At the annual general meeting of shareholders held recently, Adidas’s chief executive Kasper Rorsted expected a shift in its sourcing of footwear from China to Vietnam to continue although he shrugged off concerns about the possible imposition of US tariffs on Chinese-made shoes, Reuters reported.
Factories in Vietnam produced 44 percent of Adidas footwear volume in 2017, up from 31 percent in 2012, while Chinese suppliers made 19 percent, down from more than 30 percent in 2012, Rorsted said.
There was a wave of shifting footwear factories from China to Vietnam.
“I’m not going to rule out that this trend is going to continue,” he said, adding: “China is still an important procurement market, irrespective of trade duties.”
Rorsted noted that there was still a lot of uncertainty over what sectors could face new US tariffs. “We might be hit by import duties but it will also apply to our competitors.”

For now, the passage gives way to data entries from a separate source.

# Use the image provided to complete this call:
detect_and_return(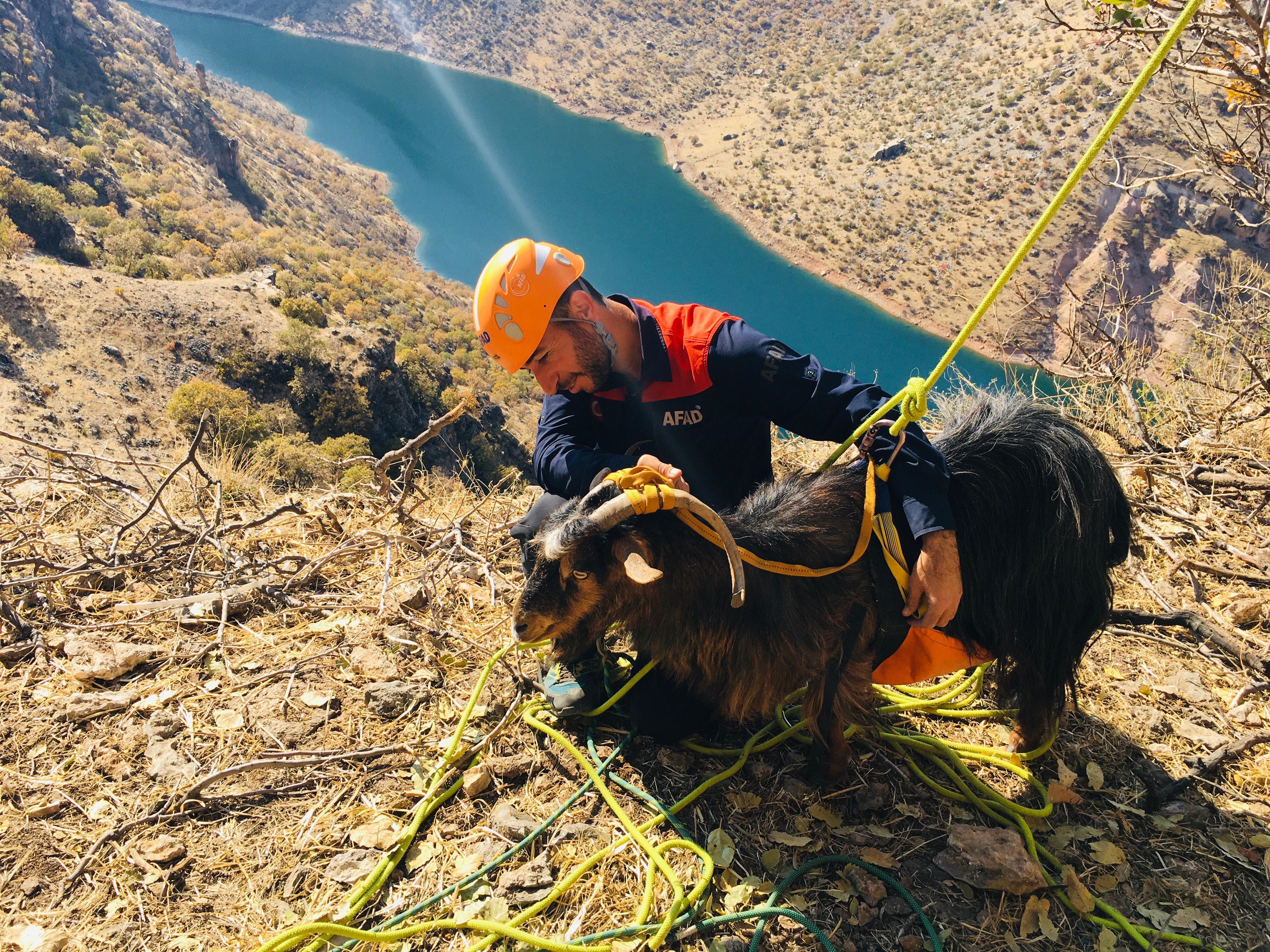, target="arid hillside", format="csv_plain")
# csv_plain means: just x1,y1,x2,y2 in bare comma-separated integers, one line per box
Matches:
136,0,1270,362
0,0,536,479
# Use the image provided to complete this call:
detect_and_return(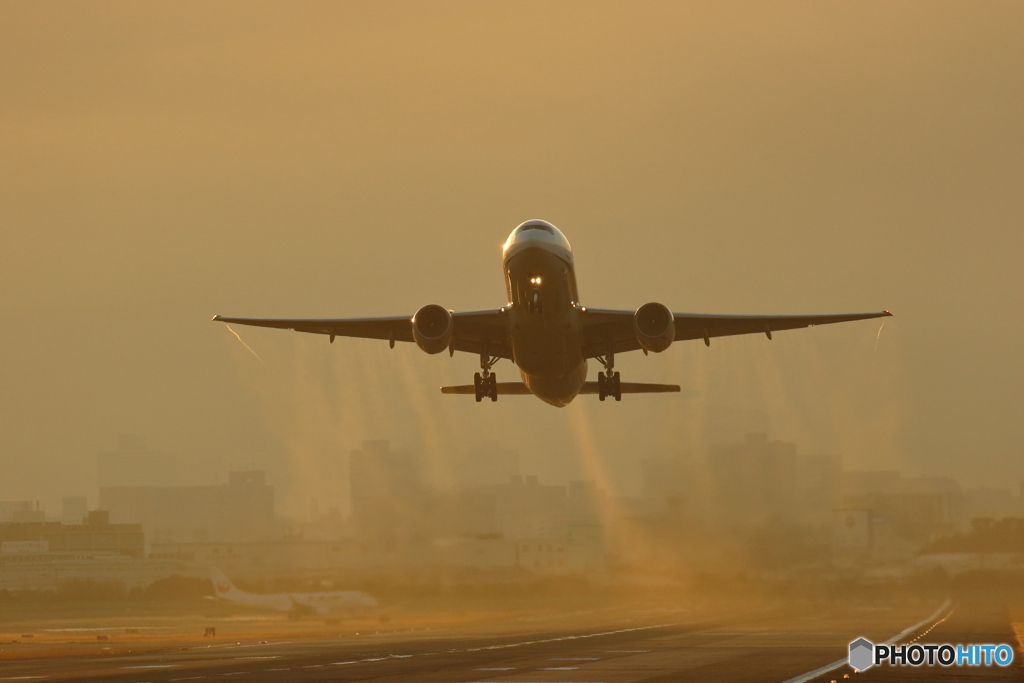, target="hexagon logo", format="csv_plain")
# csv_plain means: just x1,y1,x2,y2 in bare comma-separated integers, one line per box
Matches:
849,638,874,673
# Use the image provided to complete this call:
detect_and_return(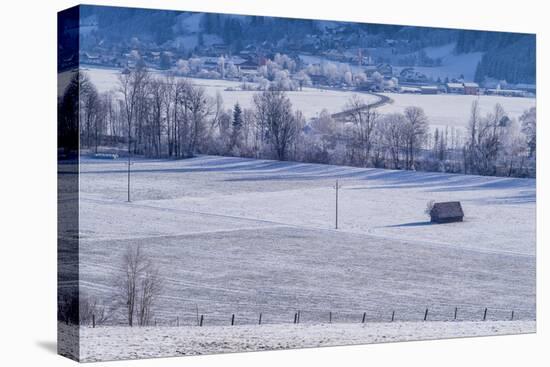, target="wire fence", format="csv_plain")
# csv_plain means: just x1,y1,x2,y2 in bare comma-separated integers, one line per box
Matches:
84,305,536,327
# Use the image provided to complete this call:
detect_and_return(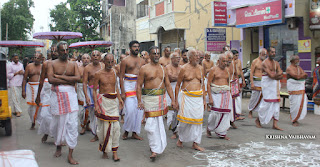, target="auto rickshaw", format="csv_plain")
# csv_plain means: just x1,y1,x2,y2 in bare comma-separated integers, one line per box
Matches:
0,60,12,136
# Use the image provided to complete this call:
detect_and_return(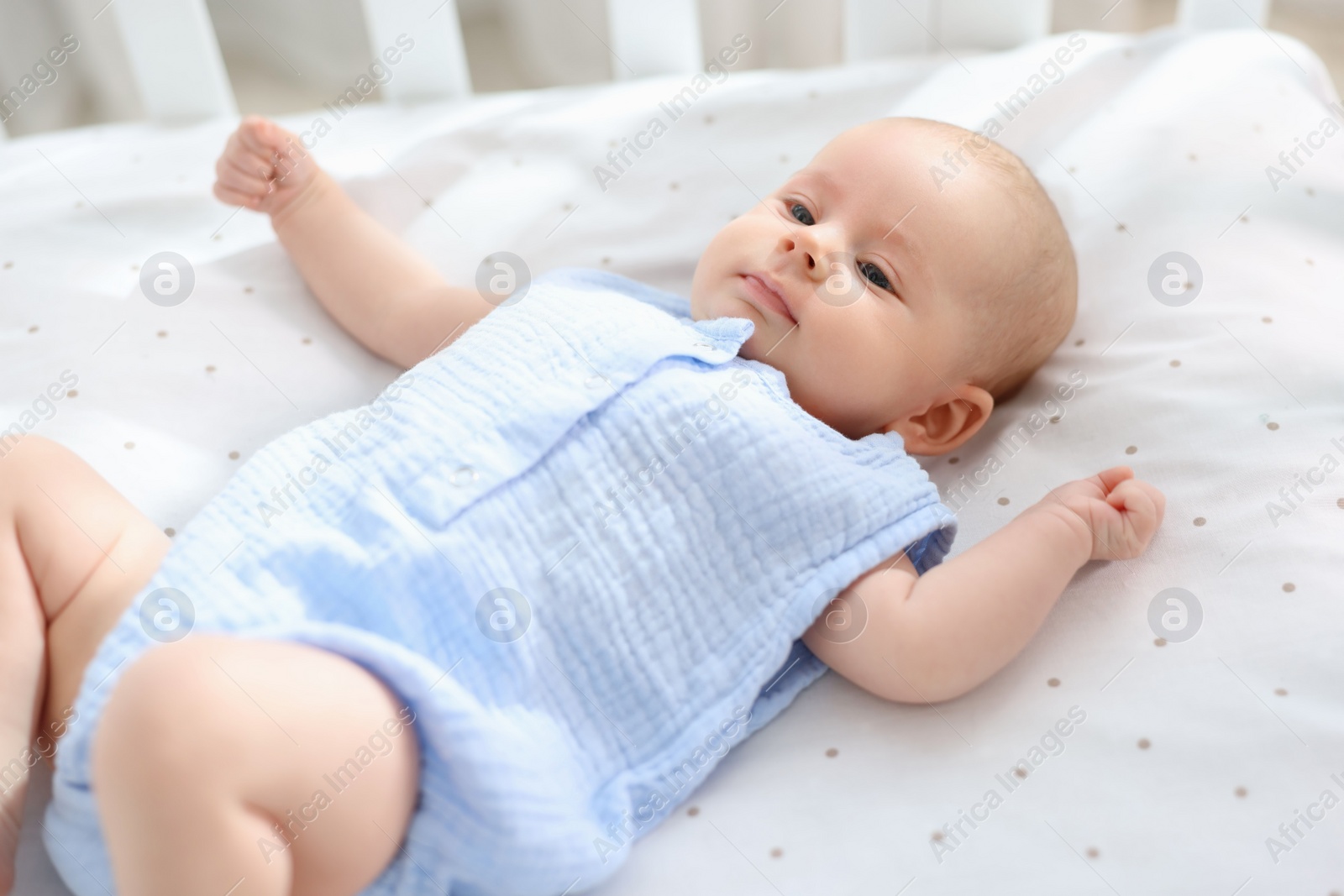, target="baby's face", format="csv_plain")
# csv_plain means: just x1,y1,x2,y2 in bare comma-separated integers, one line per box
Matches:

German shoe manufacturer Puma, which makes about a third of its products in China, also said last month that it is working on contingency plans to move some production from China to other Asian markets if US tariffs are imposed.
A report from Bloomberg released in March suggested that US President Donald Trump is considering a new set of measures targeting China. The proposed duties are intended to punish China for intellectual property abuses and could affect a range of industries — including footwear, which imports about 72 percent of its products from China.

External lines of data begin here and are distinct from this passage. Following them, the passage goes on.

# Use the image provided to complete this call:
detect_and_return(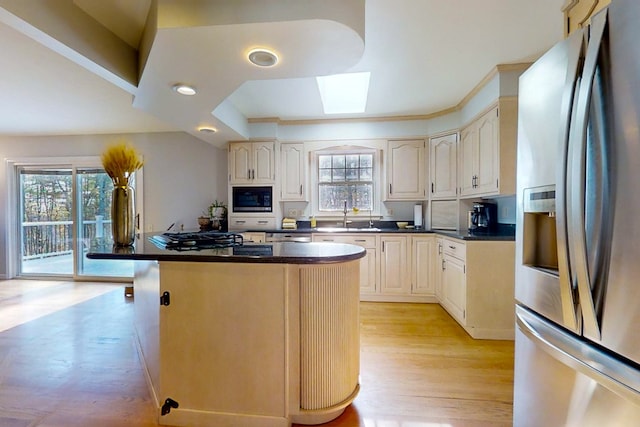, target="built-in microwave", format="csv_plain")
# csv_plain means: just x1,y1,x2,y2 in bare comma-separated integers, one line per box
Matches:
231,186,273,212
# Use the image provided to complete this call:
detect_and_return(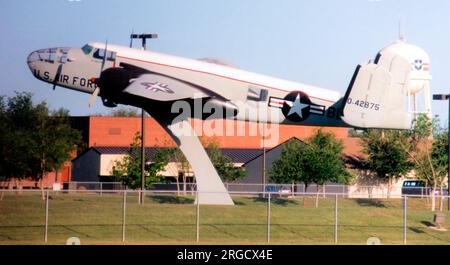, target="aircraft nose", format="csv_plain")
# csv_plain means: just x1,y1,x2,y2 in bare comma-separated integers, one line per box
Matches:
27,51,39,71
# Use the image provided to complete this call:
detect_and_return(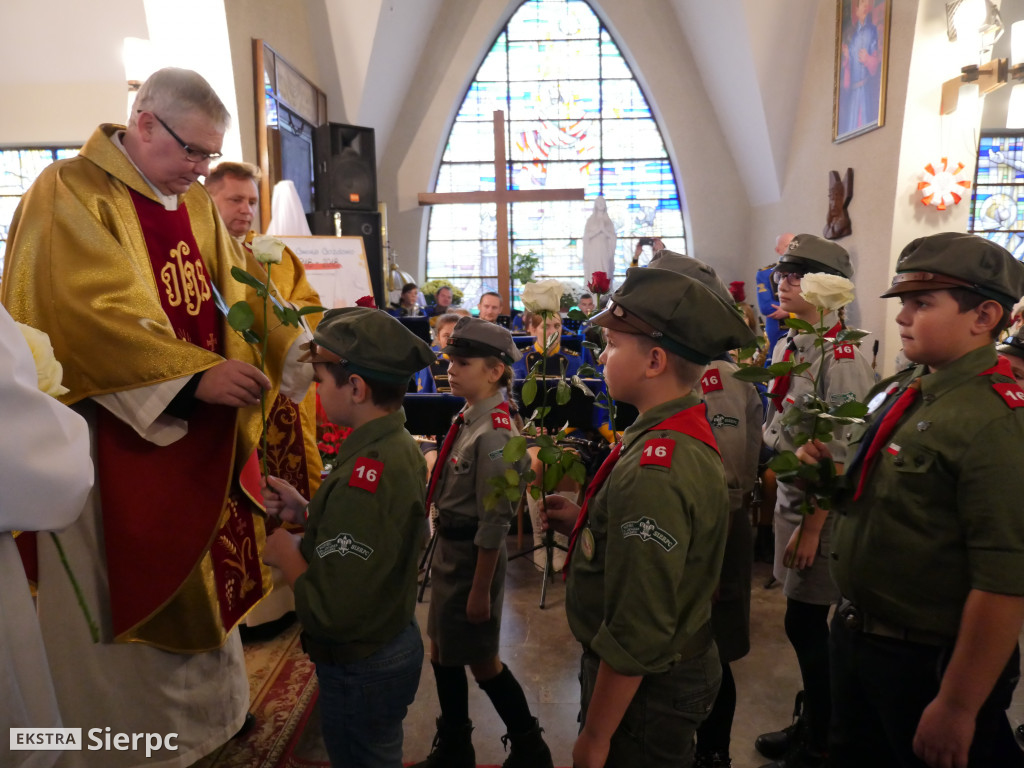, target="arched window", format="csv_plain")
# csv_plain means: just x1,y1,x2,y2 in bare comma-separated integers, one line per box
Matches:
427,0,686,305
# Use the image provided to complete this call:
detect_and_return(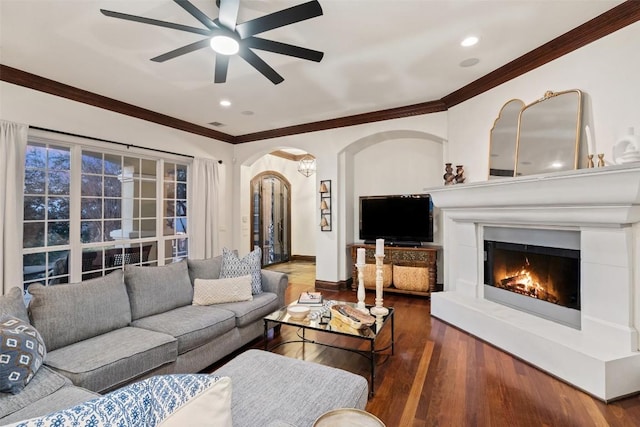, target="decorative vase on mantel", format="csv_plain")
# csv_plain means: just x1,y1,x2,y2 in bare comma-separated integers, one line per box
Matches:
442,163,456,185
454,165,465,184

Four years ago, many world leading footwear makers also moved their orders from factories in China and Bangladesh to Vietnam.
According to the Vietnam Leather, Footwear and Handbag Association (Lefaso), Vietnam enjoyed a new wave of orders from Nike, Adidas and Puma in the first half of 2014, when its localization ratio rose 25 percent compared to the same period of the previous year. Lefaso said that these footwear giants were facing soaring labor wages, pollution, and other issues in China, prompting them to move their orders to other countries, including Vietnam.
As for Vietnam’s footwear exports this year, Lefaso forecast that positive signs in the world’s economy and increasing consumption demand would help footwear remain the country’s top four foreign currency earner. The industry’s export turnover this year is set to rise 10 percent against last year to US$20 billion.
To help Vietnamese exporters meet the targets, the association will actively participate in relevant policy making while luring foreign and domestic investment in support industry, thus increasing the localization rate and ensuring sustainable development.
Besides hosting trade promotion events and workshops as well as taking part in international expos, the association will also hold training courses to improve the management capability of firms as a dramatic change in market trends and the industrial revolution 4.0 are forcing local firms to gradually apply new technologies in production.
According to experts, while the labor productivity of domestic enterprises is only four to six pairs of shoes per person per day, those of foreign-invested enterprises reached 16-18 pairs a day last year and is expected to increase to 20 pairs this year.
The experts said that this difference has cost domestic enterprises big losses compared to foreign enterprises in terms of export turnover and added value. Modern management methods and technology will solve the problem of labor productivity and the growth of the footwear industry, she said, adding that this investment required a lot of capital, but it would improve productivity and improve product quality.